One of the experts on the study, Dr. Sudarshan Balla of WVU Medicine, said that the analysis showed a general trend in the number of deaths from endocarditis during that time. “Overall, we found that the number of deaths from this infective endocarditis was going down,” Balla said.

He said that things got a little trickier when they looked at the numbers more closely. Balla said that the number of deaths from infective endocarditis stayed the same or went down in most states, but that the number of deaths rose in a few states.

He said, “West Virginia, Kentucky, Tennessee, and I think a little bit of Mississippi as well.”

For people ages 25 to 44, the study found that deaths were especially high in these states. Balla said that many of the people who died had one thing in common besides endocarditis, which is always fatal.

Bala said, “When we looked at it, it looked like most of these people who were dying from infective endocarditis also had a diagnosis of substance use disorder on their death certificates.”

Balla says that the rise in dangerous infections is probably due to more people using drugs through IVs. “When people inject drugs into their veins, bacteria can get right into their bloodstream,” he said. This is how the germs that get into the blood can grow and infect the heart valves.

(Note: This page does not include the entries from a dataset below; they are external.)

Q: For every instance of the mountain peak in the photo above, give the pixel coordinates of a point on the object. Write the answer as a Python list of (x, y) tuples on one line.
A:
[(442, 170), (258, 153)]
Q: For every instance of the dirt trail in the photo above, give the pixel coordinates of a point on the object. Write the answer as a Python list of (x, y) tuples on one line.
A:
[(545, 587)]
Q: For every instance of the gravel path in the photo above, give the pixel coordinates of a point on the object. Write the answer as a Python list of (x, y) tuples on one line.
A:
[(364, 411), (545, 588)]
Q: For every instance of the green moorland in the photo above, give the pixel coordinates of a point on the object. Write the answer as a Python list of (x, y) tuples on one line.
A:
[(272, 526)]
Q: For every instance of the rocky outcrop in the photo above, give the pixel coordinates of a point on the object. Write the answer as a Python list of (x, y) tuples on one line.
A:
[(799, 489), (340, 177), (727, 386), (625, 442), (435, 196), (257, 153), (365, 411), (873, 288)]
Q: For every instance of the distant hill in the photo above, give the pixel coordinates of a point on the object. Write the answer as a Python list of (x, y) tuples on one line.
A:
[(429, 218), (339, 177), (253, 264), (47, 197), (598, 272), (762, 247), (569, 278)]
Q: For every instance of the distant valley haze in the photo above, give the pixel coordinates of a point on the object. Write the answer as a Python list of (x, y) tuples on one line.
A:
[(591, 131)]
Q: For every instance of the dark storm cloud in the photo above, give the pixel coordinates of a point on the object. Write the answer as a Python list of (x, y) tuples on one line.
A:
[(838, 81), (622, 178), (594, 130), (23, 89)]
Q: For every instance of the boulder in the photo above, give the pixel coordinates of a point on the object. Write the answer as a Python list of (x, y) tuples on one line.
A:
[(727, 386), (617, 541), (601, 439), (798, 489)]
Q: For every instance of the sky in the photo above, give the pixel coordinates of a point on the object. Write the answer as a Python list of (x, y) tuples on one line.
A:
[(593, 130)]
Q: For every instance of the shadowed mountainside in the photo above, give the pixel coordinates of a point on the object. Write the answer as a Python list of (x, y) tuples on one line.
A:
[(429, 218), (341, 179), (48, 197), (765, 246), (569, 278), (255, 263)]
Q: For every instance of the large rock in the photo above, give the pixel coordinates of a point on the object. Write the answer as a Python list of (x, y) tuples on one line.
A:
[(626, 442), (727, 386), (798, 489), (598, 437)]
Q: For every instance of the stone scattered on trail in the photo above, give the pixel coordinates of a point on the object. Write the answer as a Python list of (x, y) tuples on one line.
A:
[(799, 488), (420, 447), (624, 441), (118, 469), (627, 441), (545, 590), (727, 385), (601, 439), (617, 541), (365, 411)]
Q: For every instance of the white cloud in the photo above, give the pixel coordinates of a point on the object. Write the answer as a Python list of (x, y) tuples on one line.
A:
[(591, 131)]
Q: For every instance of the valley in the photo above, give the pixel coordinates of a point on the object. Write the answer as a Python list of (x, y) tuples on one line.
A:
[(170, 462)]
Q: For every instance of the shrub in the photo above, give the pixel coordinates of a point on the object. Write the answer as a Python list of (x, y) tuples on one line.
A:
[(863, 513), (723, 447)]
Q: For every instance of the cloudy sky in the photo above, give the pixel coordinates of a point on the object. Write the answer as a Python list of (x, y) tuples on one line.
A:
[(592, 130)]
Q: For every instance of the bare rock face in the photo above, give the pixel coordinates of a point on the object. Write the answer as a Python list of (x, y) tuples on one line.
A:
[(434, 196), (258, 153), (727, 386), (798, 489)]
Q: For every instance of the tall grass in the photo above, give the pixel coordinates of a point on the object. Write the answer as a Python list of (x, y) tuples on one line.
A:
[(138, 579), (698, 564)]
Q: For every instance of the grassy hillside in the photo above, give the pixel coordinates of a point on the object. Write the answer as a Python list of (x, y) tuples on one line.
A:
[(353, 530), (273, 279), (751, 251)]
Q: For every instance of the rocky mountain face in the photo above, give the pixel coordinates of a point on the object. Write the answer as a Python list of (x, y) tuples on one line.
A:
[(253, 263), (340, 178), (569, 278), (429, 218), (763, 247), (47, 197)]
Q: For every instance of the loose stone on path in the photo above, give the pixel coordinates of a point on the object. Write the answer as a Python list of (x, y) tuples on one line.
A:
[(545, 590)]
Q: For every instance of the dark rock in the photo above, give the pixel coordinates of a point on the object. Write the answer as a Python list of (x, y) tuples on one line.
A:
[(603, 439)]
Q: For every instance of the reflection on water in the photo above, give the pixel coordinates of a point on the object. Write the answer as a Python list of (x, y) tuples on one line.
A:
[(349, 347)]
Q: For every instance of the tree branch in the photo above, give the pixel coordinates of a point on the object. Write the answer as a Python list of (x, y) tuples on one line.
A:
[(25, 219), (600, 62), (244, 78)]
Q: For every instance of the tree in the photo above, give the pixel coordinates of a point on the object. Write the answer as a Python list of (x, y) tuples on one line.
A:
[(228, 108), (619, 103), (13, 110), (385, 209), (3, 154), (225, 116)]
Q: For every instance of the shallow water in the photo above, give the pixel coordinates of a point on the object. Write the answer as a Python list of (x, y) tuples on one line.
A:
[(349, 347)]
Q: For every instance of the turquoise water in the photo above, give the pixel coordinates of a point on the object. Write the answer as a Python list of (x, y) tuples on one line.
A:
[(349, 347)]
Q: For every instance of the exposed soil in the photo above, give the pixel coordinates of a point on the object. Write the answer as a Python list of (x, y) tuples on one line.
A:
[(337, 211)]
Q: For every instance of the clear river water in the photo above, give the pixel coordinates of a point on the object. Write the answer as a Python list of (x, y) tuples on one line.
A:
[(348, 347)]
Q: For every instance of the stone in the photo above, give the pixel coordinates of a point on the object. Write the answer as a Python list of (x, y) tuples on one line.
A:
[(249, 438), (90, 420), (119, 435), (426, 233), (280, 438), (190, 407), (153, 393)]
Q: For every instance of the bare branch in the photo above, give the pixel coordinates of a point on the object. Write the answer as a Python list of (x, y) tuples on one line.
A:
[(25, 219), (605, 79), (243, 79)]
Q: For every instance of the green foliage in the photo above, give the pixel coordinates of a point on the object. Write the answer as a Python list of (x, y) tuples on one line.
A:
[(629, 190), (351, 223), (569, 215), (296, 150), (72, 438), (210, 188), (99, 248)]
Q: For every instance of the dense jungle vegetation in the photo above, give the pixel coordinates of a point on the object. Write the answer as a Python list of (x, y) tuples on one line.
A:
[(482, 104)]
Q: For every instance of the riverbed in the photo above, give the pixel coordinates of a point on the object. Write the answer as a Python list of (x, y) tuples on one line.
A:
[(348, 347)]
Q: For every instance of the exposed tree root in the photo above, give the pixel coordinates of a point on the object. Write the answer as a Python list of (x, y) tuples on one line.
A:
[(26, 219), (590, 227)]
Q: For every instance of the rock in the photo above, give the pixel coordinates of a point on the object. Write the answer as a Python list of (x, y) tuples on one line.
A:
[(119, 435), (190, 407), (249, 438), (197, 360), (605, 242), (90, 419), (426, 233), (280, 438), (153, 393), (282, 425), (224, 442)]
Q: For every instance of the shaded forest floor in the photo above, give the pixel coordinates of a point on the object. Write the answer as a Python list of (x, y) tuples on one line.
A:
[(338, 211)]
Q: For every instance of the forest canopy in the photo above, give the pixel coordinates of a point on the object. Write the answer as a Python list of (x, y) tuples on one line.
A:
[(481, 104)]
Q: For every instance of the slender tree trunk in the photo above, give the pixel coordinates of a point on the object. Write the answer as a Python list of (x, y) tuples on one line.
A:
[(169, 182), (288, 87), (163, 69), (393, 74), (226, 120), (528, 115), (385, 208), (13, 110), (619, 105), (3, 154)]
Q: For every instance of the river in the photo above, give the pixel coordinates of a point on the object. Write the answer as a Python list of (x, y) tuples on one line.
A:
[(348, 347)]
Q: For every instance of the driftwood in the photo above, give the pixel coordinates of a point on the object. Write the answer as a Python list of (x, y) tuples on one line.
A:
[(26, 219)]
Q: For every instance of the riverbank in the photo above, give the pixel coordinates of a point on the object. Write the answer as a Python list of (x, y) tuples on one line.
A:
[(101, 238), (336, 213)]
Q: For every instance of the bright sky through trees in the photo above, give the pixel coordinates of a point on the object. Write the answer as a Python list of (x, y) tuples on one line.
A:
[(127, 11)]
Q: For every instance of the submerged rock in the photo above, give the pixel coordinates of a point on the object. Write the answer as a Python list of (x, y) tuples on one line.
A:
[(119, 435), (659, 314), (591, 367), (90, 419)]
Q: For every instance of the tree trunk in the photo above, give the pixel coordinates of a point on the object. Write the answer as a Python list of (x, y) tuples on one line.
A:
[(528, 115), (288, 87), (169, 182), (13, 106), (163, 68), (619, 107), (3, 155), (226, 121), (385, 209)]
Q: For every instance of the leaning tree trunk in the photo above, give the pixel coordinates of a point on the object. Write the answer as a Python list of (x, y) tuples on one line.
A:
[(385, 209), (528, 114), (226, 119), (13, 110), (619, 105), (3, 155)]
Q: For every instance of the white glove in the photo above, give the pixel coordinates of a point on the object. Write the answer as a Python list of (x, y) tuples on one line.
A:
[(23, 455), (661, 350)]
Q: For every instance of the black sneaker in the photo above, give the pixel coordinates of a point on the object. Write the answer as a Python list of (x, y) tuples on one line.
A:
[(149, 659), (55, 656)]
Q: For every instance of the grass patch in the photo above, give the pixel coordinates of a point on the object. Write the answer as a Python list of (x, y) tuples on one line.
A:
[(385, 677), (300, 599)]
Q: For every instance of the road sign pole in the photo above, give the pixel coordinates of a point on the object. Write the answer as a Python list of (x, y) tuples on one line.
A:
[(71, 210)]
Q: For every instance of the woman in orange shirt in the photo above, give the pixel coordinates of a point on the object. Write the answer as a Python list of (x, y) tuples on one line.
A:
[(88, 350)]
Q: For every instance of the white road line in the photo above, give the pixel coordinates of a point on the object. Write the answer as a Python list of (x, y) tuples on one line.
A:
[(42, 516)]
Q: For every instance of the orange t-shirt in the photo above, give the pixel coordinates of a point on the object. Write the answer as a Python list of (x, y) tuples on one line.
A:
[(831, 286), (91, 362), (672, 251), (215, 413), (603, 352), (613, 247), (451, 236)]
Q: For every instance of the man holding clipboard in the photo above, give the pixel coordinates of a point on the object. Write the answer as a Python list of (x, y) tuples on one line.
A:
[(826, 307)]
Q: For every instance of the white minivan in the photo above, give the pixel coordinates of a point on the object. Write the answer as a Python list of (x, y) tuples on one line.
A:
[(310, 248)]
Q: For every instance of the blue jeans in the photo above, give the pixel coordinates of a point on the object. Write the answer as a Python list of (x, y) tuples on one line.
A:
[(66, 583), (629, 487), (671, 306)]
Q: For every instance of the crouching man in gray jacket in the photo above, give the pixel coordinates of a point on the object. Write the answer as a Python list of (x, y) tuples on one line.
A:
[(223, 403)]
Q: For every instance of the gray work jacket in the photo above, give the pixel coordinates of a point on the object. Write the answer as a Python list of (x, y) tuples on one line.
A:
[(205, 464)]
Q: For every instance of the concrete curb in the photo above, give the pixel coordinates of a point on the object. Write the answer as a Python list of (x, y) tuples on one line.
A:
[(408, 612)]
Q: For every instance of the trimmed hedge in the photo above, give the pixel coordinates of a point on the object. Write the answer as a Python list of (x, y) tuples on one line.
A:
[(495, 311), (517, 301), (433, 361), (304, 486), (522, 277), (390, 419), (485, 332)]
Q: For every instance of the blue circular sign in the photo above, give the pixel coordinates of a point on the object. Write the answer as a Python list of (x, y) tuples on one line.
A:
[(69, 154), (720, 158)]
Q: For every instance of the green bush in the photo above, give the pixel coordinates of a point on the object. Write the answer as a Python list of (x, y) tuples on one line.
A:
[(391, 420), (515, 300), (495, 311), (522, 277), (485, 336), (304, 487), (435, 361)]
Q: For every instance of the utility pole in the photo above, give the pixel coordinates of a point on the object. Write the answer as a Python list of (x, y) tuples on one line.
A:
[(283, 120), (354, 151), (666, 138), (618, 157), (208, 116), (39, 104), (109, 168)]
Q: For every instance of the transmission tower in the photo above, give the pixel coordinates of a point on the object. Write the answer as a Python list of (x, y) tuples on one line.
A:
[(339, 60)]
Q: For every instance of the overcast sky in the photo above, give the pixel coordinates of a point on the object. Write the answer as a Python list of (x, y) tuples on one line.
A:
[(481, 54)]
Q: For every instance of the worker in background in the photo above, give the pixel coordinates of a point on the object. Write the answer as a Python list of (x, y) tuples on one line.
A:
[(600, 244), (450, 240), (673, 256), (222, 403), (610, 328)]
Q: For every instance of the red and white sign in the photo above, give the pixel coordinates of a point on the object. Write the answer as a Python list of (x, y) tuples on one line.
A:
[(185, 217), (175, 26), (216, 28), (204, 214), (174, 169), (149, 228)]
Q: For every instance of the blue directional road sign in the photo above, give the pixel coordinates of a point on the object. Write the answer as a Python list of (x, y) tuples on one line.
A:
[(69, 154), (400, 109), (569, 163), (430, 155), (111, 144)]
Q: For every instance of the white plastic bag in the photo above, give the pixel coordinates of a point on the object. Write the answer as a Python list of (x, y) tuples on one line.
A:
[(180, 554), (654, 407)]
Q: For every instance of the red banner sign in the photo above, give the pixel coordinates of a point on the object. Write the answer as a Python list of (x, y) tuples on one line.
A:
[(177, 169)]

Balla said that more study is needed to fully understand what other things might be causing more people to die from infective endocarditis.

He did say, though, that the link he and his colleagues found between the deaths and substance abuse problem might change how doctors treat infective endocarditis.

Balla said, “a multiple team approach that includes the infectious disease doctors, the heart doctors, the heart surgeons, and the behavioral health doctors would be best for this group of patients.”